Earlier this year, Meta introduced Voicebox, a state-of-the-art AI model that can perform speech generation tasks like editing, sampling, and stylizing. It was a breakthrough in generative AI in that it could generalize to speech-generation tasks it wasn’t specifically trained to accomplish — and execute these tasks with state-of-the-art performance.
Now, Audiobox, the successor to Voicebox, is advancing generative AI for audio even further by unifying generation and editing capabilities for speech, sound effects (short, discrete sounds like a dog bark, car horn, a crack of thunder, etc.), and soundscapes, with a variety of input mechanisms to maximize controllability for each use case.
Most notably, Audiobox lets people use natural language prompts to describe a sound or type of speech they want to generate. If someone wants to generate a soundscape, for example, they can give the model a text prompt like, “A running river and birds chirping.”
Similarly, to generate a voice, a user might input, “A young woman speaks with a high pitch and fast pace.”
The model also allows users to combine an audio voice input with a text style prompt to synthesize speech of that voice in any environment (e.g., “in a cathedral”) or any emotion (e.g., “speaks sadly and slowly”). To our knowledge, Audiobox is the first model to enable dual input (voice prompts and text description prompts) for freeform voice restyling.
Audiobox demonstrates state-of-the-art controllability on speech and sound effects generation. Our own tests show it significantly surpasses prior best models (AudioLDM2, VoiceLDM, and TANGO) on quality and relevance (faithfulness to text description) in subjective evaluations. Audiobox outperforms Voicebox on style similarity by over 30 percent on a variety of speech styles.
Why we created Audiobox
Audio plays a fundamental role in many forms of media, from movies to podcasts, audiobooks, and video games. But producing quality audio can often be a challenging process that requires access to extensive sound libraries as well as deep domain expertise (sound engineering, foley, voice acting, etc.) to yield optimal results — expertise that the public, or even hobbyists, may not possess.
We’re releasing Audiobox to a hand-selected group of researchers and academic institutions with a track record in speech research to help further the state of the art in this research area and ensure we have a diverse set of partners to tackle the responsible AI aspects of this work. In the future, we believe research breakthroughs like Audiobox will lower the barrier of accessibility for audio creation and make it easy for anyone to become an audio content creator. Creators could use models like Audiobox to generate soundscapes for videos or podcasts, custom sound effects for games, or any of a number of other use cases.
While Audiobox is built on top of the Voicebox framework, it can generate a larger variety of sounds, including speech in various environments and styles, non-speech sound effects, and soundscapes.
Being able to use text and voice inputs also greatly enhances Audiobox’s controllability compared to Voicebox. Audiobox users can use text description prompts to specify the style of speech and sound effects, a feature that was not supported in Voicebox.
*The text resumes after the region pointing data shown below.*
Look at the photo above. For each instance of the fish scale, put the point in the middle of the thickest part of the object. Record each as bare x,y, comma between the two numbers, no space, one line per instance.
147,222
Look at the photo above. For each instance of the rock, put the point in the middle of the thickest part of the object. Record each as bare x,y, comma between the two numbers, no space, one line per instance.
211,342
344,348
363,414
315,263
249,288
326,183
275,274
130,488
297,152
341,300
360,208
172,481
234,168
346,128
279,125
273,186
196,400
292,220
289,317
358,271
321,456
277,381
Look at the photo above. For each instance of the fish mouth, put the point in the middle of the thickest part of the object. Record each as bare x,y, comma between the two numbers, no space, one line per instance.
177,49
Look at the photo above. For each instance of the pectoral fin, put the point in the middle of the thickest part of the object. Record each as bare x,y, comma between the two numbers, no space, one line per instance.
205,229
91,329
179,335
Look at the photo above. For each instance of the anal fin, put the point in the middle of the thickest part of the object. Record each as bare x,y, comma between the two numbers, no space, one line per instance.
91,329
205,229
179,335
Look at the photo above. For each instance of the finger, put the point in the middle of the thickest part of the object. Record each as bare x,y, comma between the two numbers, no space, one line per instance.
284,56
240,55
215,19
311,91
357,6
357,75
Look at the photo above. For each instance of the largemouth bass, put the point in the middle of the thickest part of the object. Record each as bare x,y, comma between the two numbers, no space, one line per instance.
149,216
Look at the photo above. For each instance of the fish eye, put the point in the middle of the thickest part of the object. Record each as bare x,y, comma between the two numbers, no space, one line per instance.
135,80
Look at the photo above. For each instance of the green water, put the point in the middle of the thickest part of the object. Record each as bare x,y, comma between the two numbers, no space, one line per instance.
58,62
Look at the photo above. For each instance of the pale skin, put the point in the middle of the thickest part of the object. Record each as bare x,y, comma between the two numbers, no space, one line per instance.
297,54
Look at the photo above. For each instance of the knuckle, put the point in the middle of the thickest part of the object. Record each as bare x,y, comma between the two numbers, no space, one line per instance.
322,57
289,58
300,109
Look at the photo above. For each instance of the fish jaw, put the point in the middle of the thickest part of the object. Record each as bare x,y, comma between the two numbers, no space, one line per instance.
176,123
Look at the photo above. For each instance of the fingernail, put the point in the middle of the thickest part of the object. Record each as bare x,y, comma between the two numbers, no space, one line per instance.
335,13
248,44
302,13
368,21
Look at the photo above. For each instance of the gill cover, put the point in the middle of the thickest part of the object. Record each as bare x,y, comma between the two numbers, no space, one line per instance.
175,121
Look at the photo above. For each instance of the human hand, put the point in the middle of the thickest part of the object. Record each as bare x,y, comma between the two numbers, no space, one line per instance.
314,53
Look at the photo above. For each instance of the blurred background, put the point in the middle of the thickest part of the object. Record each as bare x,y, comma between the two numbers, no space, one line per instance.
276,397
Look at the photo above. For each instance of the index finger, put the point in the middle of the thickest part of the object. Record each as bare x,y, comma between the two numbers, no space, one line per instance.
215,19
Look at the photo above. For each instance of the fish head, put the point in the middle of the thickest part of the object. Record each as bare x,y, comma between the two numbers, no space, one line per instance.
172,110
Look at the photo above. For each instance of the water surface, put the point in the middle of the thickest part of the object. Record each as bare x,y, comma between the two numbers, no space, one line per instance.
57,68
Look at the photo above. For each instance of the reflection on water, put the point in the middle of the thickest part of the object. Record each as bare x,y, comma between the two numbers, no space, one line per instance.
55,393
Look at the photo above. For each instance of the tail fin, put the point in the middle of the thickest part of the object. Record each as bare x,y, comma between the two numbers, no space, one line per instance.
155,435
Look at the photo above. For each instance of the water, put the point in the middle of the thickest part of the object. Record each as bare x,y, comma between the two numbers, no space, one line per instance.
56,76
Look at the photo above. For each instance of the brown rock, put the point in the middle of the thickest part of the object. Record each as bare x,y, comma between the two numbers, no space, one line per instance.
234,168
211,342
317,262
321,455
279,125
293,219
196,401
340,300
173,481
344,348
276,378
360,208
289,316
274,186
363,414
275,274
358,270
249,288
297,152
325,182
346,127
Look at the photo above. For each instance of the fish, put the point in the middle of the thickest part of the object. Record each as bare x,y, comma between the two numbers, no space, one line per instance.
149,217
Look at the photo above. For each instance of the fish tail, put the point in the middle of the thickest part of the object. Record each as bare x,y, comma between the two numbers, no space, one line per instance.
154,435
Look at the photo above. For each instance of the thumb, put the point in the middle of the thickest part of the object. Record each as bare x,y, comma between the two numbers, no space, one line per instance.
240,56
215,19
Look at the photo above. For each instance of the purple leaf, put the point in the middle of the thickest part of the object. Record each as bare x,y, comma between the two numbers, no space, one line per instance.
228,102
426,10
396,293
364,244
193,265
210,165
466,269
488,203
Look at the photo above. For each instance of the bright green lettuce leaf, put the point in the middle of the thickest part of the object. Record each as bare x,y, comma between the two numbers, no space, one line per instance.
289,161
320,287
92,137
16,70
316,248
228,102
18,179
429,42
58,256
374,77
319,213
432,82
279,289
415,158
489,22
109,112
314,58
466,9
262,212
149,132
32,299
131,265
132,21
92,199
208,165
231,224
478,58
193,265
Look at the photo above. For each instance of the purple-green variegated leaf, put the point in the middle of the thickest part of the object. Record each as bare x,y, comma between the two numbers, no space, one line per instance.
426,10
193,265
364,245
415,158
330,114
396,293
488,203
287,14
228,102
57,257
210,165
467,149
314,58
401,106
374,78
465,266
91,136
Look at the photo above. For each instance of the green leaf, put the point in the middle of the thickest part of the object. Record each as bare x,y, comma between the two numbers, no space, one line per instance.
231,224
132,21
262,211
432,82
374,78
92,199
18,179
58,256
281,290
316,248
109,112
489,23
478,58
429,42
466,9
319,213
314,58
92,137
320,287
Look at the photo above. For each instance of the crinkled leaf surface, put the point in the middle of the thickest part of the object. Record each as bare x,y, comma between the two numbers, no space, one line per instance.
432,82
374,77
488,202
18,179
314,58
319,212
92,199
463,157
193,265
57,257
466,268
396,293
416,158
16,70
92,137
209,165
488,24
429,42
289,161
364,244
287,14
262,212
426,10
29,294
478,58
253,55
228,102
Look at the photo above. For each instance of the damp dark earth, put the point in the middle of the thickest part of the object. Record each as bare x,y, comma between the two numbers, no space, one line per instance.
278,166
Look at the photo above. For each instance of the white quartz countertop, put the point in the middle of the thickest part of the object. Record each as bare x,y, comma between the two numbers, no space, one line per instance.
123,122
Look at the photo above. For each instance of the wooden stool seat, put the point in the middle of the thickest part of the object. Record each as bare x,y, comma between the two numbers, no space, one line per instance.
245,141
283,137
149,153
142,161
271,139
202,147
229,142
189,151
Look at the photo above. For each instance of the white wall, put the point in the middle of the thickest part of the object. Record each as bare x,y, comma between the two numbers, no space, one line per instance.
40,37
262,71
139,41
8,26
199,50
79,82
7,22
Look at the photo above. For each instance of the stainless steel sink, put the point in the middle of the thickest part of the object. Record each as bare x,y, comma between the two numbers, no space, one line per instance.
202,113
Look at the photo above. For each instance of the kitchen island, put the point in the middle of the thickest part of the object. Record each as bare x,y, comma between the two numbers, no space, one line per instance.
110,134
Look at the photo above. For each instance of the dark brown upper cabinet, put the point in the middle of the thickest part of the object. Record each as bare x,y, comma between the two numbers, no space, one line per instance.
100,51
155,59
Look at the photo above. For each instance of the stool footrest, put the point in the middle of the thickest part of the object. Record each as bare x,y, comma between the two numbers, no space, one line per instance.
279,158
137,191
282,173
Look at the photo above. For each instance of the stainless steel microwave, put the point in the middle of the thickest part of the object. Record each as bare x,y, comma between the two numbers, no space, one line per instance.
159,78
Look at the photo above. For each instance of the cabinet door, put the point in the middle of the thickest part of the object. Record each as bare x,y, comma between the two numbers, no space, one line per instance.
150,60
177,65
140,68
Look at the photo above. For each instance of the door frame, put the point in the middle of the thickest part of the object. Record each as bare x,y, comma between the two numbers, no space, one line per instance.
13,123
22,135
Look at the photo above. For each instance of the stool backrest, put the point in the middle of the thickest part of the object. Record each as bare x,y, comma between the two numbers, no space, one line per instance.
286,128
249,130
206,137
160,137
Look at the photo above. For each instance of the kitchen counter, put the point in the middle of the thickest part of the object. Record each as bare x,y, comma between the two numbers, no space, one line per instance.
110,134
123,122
When a voice input and text prompt are used together, the voice input anchors the timbre, and the text prompt can be used to change other aspects.
Audiobox inherits Voicebox’s guided audio generation training objective and flow-matching modeling method to allow for audio infilling. With infilling, users can also use the model to polish sound effects (adding different thunder sounds into a raining soundscape, for example).
Our invitation to collaborate on responsible research
AI for audio generation has made significant progress over the past year. But, as with all AI innovations, we must work to help ensure responsible use. The known issues with AI cannot be addressed by any individual or single organization alone. That’s why collaboration with the research community on state-of-the-art models is more important now than ever.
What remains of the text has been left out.